Sandbox: Hard Drive Trends Page 1 2 3

Seek and You Shall Find

Your request for a file passes through a lot of hands before it is read from the drive and put into RAM. How long does it take to access the data on the drive? Hard drives are often rated by “seek time.” Seek time is the average amount of time to read from 2 to 2999 tracks on each side of a hard drive platter. On the average you can expect a seek time of 8 to 14 ms. There are various ways that this find and seek can be optimized. One way is to increase the cache. Hard drives are also engineered to improve data access times and transfer rates.

The evolution of hard drives has produced two widely used standards: IDE and SCSI. IDE means Intelligent Disk Electronics and SCSI means Small Computer System Interface. They are different architectures. What we need to know is that IDE is slower than SCSI and less expensive. IDE systems transfer about 4 MB/s while SCSI can transfer up to 20 MB/s.

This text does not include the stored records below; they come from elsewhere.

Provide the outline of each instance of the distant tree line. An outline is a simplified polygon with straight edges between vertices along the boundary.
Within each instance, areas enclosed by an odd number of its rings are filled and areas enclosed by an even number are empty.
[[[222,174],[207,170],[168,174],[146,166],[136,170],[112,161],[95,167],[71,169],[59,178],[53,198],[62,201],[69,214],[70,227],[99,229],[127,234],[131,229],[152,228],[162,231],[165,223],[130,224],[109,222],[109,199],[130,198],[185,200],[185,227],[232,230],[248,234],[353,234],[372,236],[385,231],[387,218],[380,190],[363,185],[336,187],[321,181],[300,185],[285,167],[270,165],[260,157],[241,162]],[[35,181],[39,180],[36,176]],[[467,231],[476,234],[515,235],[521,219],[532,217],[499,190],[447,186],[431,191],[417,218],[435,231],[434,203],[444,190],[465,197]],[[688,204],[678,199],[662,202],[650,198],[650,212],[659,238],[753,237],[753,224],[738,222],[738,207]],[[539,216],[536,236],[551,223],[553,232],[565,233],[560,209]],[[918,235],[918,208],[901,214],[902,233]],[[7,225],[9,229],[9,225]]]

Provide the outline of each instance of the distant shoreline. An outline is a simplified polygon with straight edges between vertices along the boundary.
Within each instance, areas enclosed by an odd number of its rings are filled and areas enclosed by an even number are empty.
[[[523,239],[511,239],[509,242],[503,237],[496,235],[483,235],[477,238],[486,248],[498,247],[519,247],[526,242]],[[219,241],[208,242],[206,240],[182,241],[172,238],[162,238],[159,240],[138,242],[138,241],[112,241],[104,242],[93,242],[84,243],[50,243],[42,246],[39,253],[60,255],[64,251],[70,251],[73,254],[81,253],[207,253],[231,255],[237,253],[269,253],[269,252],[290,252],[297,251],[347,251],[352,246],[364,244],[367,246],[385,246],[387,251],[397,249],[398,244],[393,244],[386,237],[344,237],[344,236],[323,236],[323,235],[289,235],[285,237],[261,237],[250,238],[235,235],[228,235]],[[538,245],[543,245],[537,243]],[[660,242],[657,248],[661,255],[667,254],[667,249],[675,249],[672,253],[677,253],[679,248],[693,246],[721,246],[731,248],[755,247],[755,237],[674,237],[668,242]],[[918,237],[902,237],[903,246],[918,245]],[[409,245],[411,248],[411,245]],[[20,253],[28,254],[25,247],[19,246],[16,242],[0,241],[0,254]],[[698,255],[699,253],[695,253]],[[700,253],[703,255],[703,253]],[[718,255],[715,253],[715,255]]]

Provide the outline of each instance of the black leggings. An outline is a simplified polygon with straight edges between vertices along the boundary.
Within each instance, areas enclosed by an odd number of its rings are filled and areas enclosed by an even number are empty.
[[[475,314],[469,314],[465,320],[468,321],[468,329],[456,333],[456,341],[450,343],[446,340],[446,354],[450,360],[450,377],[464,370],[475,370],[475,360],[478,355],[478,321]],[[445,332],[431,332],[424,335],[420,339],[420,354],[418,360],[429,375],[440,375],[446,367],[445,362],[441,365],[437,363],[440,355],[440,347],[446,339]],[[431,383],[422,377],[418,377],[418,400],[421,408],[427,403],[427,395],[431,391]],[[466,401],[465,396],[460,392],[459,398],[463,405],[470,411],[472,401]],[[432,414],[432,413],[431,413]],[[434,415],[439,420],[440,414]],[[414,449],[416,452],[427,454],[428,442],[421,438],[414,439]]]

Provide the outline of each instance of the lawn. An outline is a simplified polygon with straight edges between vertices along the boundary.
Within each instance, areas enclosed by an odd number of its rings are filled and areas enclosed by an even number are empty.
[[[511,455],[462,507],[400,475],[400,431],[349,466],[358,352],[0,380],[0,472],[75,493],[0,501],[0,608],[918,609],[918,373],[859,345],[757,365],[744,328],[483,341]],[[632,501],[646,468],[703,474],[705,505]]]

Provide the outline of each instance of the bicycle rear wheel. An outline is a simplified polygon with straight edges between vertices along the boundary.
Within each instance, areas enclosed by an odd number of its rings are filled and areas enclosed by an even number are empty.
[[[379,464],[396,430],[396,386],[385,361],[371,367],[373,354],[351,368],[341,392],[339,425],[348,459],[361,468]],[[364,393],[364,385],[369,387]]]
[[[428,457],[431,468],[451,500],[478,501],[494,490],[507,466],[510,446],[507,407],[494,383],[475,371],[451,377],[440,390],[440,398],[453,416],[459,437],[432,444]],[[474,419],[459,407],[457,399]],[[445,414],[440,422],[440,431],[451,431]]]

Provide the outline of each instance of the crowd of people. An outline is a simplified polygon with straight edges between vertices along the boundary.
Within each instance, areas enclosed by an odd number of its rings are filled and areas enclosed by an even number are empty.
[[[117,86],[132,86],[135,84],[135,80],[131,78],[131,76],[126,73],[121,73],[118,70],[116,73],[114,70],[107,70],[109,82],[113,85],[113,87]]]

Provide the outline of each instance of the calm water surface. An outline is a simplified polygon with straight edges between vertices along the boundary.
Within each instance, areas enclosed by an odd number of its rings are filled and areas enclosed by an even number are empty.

IDE drives use the CPU for processing. SCSI drives use a SCSI controller that handles the thinking. If I wanted to build a very fast computer for work, I would choose a SCSI drive system. However, it’s a compromise between cost and speed. Four times more cost doesn’t mean four times more speed. So you pay your money and take your choices.

That’s all from the Sandbox, where only the latest and greatest survive!